子供の宝物Ⅳ

図鑑でしか見たことがなかったその実物が目の前にある!

その時の感動の大きさは、対象に対する興味や思い入れの強さに比例する。

今更言うまでもないが、どんなに写真や印刷の技術が進んでも、本物にはかなわない。

五感に対する情報量が圧倒的に違うからだ。

 

「食虫植物見つけた!」。トパーズを探すための金網に、R君はその植物を入れて私のもとに駆け寄ってきた。彼は生物に関する興味が大変強く、メンバーの中でも、その知識や採集において彼の右に出るものはいないほどだ。

「ほら、ちょうど今ここにハエが捕まってる!」 彼の指さす所をよく見ると、確かに5mmもない小さなハエが葉っぱに挟まれているのが見える。

『モウセンゴケ!?』 私は思わず自分の目を疑った。

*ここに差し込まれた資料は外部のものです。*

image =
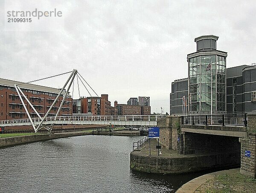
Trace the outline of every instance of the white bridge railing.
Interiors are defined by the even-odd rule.
[[[126,116],[50,116],[46,117],[43,122],[43,124],[47,124],[47,121],[78,121],[79,122],[86,121],[107,121],[111,123],[111,121],[157,121],[163,118],[161,115],[126,115]],[[39,118],[32,118],[34,122],[40,122],[41,119]],[[17,119],[4,120],[0,121],[0,126],[5,125],[15,124],[15,125],[23,125],[23,123],[30,123],[29,119]]]

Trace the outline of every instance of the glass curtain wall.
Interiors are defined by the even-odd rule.
[[[201,56],[189,62],[191,111],[199,114],[225,111],[226,57]]]

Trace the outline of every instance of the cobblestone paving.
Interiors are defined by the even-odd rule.
[[[208,180],[195,193],[256,193],[256,179],[246,177],[237,171],[224,174]]]

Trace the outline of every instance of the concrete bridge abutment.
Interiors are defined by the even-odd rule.
[[[240,173],[256,179],[256,115],[248,115],[247,137],[241,138]]]
[[[254,122],[256,125],[256,119]],[[246,139],[247,133],[245,127],[182,125],[181,117],[177,116],[167,116],[159,120],[157,126],[160,128],[159,139],[163,148],[175,150],[180,154],[196,156],[198,158],[195,165],[198,166],[198,170],[202,168],[211,169],[241,165],[241,170],[244,171],[243,165],[247,168],[249,163],[251,167],[246,171],[255,173],[255,143],[253,143],[256,135],[249,135],[250,139]],[[244,140],[240,143],[241,139]],[[250,159],[242,157],[245,150],[243,148],[249,145],[243,143],[247,144],[247,142],[252,144],[252,146],[250,145]],[[211,156],[209,161],[207,159],[209,155]],[[247,162],[246,165],[244,164],[245,162]],[[185,164],[184,167],[186,167]],[[191,168],[191,165],[189,167]],[[188,172],[189,167],[187,170]]]

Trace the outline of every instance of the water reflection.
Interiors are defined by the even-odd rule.
[[[194,177],[130,170],[132,142],[141,138],[86,136],[1,149],[0,192],[174,192]]]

…と言うのも、これまでトパーズ採集に10年以上、2桁回数、同じ場所に通ってきているのに、一度も見つけた事がなかったからだ。

『まさかこんな所に!こんな身近に?』 

子ども達と色々な体験を共にしていると、こうした経験は特別珍しいことではない。

彼らには生き生きとした知的好奇心があるからだ。

そのため、ただ見るだけではなく、“観る”からに違いない。

まさに子供にとっての知的好奇心は、発見や感動につながる宝物なのだ。